This spring we have been working on extending HTM theory to include behavior and sensory-motor inference. You can think of it this way. The Spatial Pooler and Temporal Memory are able to learn the structure in a time-varying data stream. But time-varying data is only one type of data. Most of the structure in the world is relatively static. The cortex learns the structure of static items by movement. You learn what a coffee cup is by moving your fingers over it and touching it in different locations and/or by fixating your eyes on different parts of the cup.
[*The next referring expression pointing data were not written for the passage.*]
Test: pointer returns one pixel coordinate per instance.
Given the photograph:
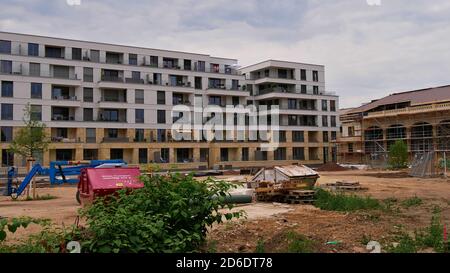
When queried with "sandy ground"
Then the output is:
(267, 220)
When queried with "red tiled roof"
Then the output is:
(416, 97)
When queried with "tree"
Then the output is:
(30, 139)
(398, 155)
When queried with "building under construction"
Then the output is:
(421, 118)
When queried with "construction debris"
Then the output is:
(344, 186)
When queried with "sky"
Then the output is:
(369, 51)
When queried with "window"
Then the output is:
(5, 134)
(161, 97)
(35, 69)
(116, 154)
(91, 135)
(6, 67)
(280, 154)
(5, 47)
(161, 117)
(324, 105)
(350, 147)
(333, 105)
(303, 89)
(88, 94)
(298, 153)
(76, 53)
(95, 56)
(325, 121)
(333, 135)
(333, 121)
(303, 74)
(139, 96)
(132, 59)
(143, 156)
(298, 136)
(33, 49)
(154, 61)
(139, 116)
(36, 90)
(88, 114)
(325, 137)
(245, 154)
(315, 90)
(7, 111)
(7, 89)
(90, 154)
(7, 158)
(36, 112)
(315, 76)
(139, 135)
(88, 74)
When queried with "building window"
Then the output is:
(303, 74)
(33, 49)
(325, 137)
(139, 135)
(298, 153)
(161, 97)
(324, 105)
(7, 158)
(332, 105)
(7, 111)
(6, 67)
(6, 134)
(88, 74)
(298, 136)
(90, 154)
(315, 90)
(315, 76)
(350, 147)
(36, 112)
(143, 156)
(324, 121)
(88, 114)
(132, 59)
(139, 96)
(76, 53)
(7, 89)
(280, 154)
(333, 121)
(88, 94)
(139, 116)
(36, 90)
(91, 135)
(35, 69)
(161, 117)
(116, 154)
(245, 154)
(5, 47)
(154, 61)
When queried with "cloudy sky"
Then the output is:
(368, 51)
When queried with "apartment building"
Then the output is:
(420, 118)
(104, 101)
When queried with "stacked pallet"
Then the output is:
(345, 186)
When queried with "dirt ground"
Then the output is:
(267, 221)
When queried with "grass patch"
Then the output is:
(412, 202)
(326, 200)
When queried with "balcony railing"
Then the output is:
(116, 139)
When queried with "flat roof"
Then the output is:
(110, 44)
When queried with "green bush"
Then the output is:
(170, 214)
(326, 200)
(398, 155)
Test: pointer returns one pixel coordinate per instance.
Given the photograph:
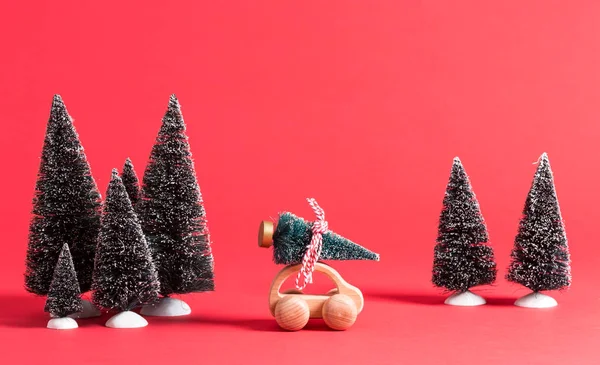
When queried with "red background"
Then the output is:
(361, 105)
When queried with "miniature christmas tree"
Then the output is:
(131, 183)
(462, 257)
(64, 294)
(540, 257)
(66, 207)
(124, 275)
(173, 217)
(292, 237)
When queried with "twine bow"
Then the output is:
(313, 251)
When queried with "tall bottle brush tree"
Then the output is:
(131, 182)
(124, 275)
(66, 206)
(172, 212)
(64, 294)
(540, 259)
(462, 257)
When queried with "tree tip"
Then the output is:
(173, 101)
(57, 102)
(543, 158)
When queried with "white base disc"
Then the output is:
(64, 323)
(465, 299)
(167, 307)
(536, 300)
(126, 319)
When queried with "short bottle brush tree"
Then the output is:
(173, 217)
(124, 275)
(462, 257)
(66, 208)
(540, 257)
(64, 294)
(131, 182)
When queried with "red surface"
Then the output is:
(361, 105)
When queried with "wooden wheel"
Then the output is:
(292, 291)
(339, 312)
(292, 313)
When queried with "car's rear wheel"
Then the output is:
(339, 312)
(292, 313)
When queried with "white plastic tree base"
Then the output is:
(167, 307)
(465, 299)
(126, 319)
(63, 323)
(536, 300)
What we have been doing over the past few months is extending the concepts used in the temporal memory to perform learning and inference via movement. The two forms of inference are similar. With temporal memory, the order in which sensations occur is linear and unchanging, A leads to B which leads to C etc. With sensory-motor inference the order of sensations is not fixed but determined by your own behaviors. Sensory-motor inference has some additional complications over temporal memory but the resulting predictive model is similar. We believe that every section of cortex is learning and inferring both time-varying patterns and sensory-motor patterns. Our current belief is that layer 4 cells are performing sensory-motor inference and layer 3 cells are learning sequences. The two modes of inference share the same spatial pooled representation. Sensory-motor inference requires converting sensor locations, which are in body coordinates, into locations on an object, which are in “object coordinates”. The evidence suggests this is happening in layer 6 which is the primary input to layer 4.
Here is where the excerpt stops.